Refusing to work over COVID-19 fears
With the daily COVID-19 infection rate in South Africa increasing rapidly, many employees are having second thoughts on whether they should be returning to an office environment. Nicol Myburgh, Head of the HCM Business Unit at CRS Technologies, discusses the circumstances that may arise where refusing to work is believed to be the only safe option available.
“From a legal perspective, an employee may refuse to perform any work if circumstances arise which, with reasonable justification, appear to pose an imminent and serious risk of their exposure to the coronavirus,” says Myburgh.
Of course, this does not absolve employees of their responsibility to follow proper protocol, he says. “An employee who has refused to return to work must, as soon as it is reasonably practicable, notify the employer either personally or through a health and safety representative of their refusal to come to work, and provide their reasons.”

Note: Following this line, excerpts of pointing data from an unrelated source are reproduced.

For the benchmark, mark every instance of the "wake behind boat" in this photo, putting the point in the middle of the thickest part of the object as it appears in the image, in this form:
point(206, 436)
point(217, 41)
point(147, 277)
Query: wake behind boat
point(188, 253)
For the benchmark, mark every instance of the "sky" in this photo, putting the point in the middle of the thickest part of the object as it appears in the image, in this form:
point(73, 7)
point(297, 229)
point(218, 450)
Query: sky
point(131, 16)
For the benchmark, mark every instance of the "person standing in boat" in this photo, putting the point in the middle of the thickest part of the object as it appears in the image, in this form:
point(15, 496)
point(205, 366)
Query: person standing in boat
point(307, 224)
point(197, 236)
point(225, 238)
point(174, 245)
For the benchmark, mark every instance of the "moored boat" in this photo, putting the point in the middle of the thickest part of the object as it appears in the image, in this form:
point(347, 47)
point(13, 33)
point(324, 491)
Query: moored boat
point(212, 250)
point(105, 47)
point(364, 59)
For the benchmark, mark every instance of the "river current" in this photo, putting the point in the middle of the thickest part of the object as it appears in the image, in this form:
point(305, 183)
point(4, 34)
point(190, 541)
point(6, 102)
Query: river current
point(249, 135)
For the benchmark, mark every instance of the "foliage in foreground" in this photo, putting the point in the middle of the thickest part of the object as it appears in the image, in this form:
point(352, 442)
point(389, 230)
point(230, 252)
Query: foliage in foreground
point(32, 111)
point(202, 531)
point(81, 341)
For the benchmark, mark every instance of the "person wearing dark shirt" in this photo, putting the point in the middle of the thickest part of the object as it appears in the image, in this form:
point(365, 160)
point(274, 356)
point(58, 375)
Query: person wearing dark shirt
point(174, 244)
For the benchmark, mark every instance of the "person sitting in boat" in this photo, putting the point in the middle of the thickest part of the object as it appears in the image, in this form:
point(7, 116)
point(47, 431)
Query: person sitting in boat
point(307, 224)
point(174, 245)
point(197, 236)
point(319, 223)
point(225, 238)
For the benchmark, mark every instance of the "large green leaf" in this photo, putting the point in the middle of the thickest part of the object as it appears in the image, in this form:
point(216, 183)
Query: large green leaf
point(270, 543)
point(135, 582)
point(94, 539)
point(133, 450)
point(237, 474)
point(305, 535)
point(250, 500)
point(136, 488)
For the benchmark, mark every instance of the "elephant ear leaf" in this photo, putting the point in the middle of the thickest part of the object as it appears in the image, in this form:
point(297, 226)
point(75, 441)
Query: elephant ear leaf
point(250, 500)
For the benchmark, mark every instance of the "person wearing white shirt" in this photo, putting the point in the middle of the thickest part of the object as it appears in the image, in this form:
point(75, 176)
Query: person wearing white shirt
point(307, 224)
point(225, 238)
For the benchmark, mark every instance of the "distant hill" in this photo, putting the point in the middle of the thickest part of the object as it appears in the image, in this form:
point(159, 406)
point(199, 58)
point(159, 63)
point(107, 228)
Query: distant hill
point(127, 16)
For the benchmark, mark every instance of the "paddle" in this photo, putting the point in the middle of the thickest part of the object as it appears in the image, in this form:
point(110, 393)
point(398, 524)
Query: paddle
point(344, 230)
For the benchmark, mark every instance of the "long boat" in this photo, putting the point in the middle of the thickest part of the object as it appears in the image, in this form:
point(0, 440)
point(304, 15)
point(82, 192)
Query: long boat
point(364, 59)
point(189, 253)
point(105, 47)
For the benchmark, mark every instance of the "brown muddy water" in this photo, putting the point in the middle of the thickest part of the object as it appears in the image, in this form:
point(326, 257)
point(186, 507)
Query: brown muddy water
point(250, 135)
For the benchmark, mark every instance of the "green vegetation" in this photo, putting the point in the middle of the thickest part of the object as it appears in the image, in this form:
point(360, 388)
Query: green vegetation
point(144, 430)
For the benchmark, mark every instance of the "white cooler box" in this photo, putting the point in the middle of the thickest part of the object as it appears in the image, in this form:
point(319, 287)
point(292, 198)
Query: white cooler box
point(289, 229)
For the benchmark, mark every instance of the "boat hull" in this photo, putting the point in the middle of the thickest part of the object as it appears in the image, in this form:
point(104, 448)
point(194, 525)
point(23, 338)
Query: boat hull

The employer must then consult with the compliance officer and any health and safety committee and endeavour to resolve any issue that may arise from the exercise of this right. Fundamentally, no person may threaten to take any action against an employee because that person has exercised or intends to exercise the right to refuse to work for a justifiable reason.
“This means that the organisation cannot dismiss, discipline, prejudice, or harass someone for refusing to perform any work if it complies with the just cause requirement. If there is a dispute, the employee may refer it to the Commission for Conciliation, Mediation, and Arbitration (CCMA) or an accredited bargaining council for conciliation and arbitration,” he says.
There is a risk that employees will seek to take advantage of the situation and Myburgh says the regulations seem to imply that employers have no recourse. “Fortunately, they do. The important sections in the regulations are ‘reasonable justification’ and ‘imminent and serious risk of their exposure to COVID-19’. This makes it extremely difficult for an employee to take advantage of the situation when their employer has taken all reasonable safety steps and implemented all reasonable measures.”
If an employee refuses to go to work based on some nonsensical reason, nothing prohibits the employer from taking the necessary disciplinary steps.
According to Myburgh, the employer can choose from a range of options. These include disciplinary action (in the case of an employee not showing up, insubordination, dereliction of duty, or something similar) to dismissal based on operational requirements (commonly referred to as retrenchment).
“Fundamentally, an employer must ensure that it has complied with all the necessary health and safety regulations. If this has been done and an employee still refuses to come to work due to their perceived risk of contracting COVID-19, it would effectively render further employment operationally intolerable and likely end with a dismissal based on operational requirements,” concludes Myburgh.